La definizione e la classificazione delle patologie venose riscontrate in ambito clinico sono spesso eterogenee e influenzate dalla tipologia di valutazione dei segni e dei sintomi manifestati dai pazienti. Ai fini di risolvere tale eterogeneità, nel 1994 una commissione costituita da specialisti provenienti da differenti nazioni, ha ipotizzato e realizzato un sistema classificativo innovativo con l’obiettivo di definire una nuova modalità standardizzata di valutazione delle flebopatie. Tale sistema è stato denominato CEAP, in quanto si basa sui seguenti criteri: Clinici (C), Eziologici (E), Anatomici (A) e Fisiopatologici (P).
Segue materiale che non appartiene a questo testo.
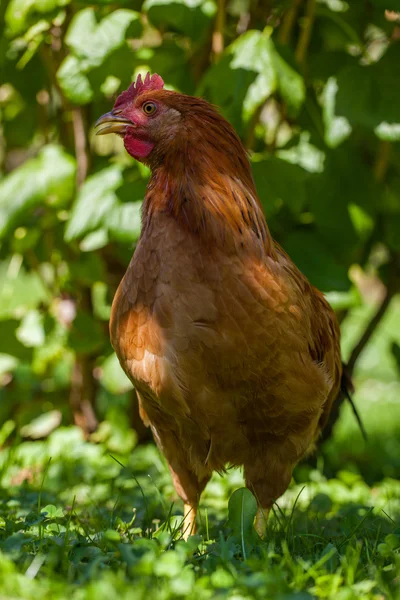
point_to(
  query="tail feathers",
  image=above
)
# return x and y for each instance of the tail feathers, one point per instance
(346, 387)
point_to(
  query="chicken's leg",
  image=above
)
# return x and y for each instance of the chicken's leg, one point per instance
(267, 478)
(188, 486)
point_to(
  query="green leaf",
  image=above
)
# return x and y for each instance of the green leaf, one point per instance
(279, 183)
(86, 335)
(291, 84)
(50, 177)
(315, 260)
(242, 510)
(41, 427)
(73, 82)
(363, 96)
(190, 17)
(113, 377)
(92, 41)
(337, 128)
(96, 200)
(125, 222)
(19, 291)
(22, 13)
(31, 331)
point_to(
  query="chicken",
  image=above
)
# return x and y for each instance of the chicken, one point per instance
(234, 355)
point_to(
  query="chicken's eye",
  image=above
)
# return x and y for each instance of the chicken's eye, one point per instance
(149, 108)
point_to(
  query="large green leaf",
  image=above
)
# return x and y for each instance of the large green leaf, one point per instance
(19, 291)
(73, 81)
(125, 222)
(92, 41)
(21, 13)
(190, 17)
(315, 260)
(113, 377)
(91, 44)
(280, 183)
(96, 200)
(48, 177)
(249, 72)
(364, 96)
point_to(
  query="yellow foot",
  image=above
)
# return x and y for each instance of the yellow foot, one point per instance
(260, 523)
(189, 521)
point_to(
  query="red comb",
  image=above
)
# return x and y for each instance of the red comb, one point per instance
(151, 82)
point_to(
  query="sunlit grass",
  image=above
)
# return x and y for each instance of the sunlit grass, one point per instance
(93, 520)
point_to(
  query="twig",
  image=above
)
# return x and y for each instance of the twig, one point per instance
(82, 157)
(372, 325)
(218, 34)
(382, 161)
(288, 22)
(305, 35)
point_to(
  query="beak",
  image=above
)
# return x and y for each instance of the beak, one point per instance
(113, 123)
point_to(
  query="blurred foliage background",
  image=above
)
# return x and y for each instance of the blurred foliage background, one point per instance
(312, 87)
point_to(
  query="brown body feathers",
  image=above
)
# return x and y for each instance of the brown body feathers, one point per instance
(234, 355)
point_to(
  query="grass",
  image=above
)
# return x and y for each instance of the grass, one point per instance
(82, 520)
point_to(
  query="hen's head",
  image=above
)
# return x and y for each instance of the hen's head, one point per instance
(142, 117)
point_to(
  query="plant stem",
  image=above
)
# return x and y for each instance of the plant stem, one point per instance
(288, 22)
(305, 35)
(81, 154)
(370, 329)
(218, 35)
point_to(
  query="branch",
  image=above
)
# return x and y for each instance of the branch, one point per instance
(289, 21)
(82, 157)
(305, 35)
(370, 329)
(218, 35)
(382, 161)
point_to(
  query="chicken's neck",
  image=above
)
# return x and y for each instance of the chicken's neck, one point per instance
(211, 194)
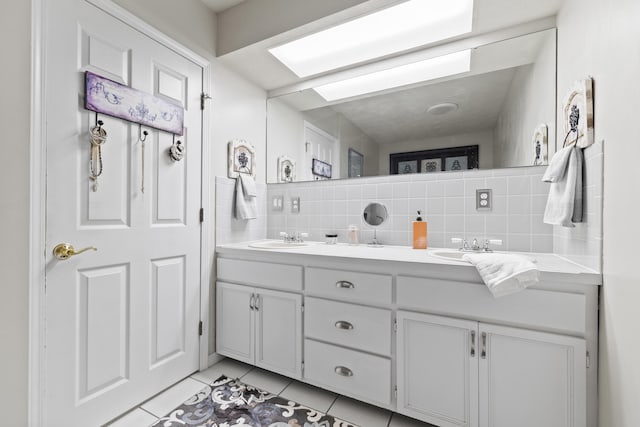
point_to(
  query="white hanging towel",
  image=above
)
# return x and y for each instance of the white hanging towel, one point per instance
(245, 203)
(504, 274)
(564, 204)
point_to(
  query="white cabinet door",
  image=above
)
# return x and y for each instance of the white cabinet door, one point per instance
(260, 327)
(531, 379)
(279, 332)
(234, 321)
(438, 369)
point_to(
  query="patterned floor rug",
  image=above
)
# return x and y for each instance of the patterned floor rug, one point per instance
(228, 402)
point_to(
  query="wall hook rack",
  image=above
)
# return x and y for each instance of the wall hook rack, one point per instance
(141, 132)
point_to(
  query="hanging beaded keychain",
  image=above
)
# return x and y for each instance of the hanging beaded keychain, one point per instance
(98, 137)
Una prima analisi del paziente deve essere effettuata per ricercare la presenza dei fattori che possono predisporre all’insorgenza della malattia venosa oppure che contribuiscono allo sviluppo di alcune complicanze quali la trombosi venosa superficiale (TVS), trombosi venosa profonda (TVP), embolia polmonare (EP) o ulcere (Tabb. I,II). Tra i fattori predisponenti un ruolo importante è svolto dalla familiarità. Sinora non è stata dimostrata una trasmissione genetica della patologia. La presenza di una predisposizione familiare si riscontra tuttavia nell’85% dei casi di varici agli arti inferiori; nel 22% dei casi la patologia insorge in pazienti che non riferiscono alcuna familiarità.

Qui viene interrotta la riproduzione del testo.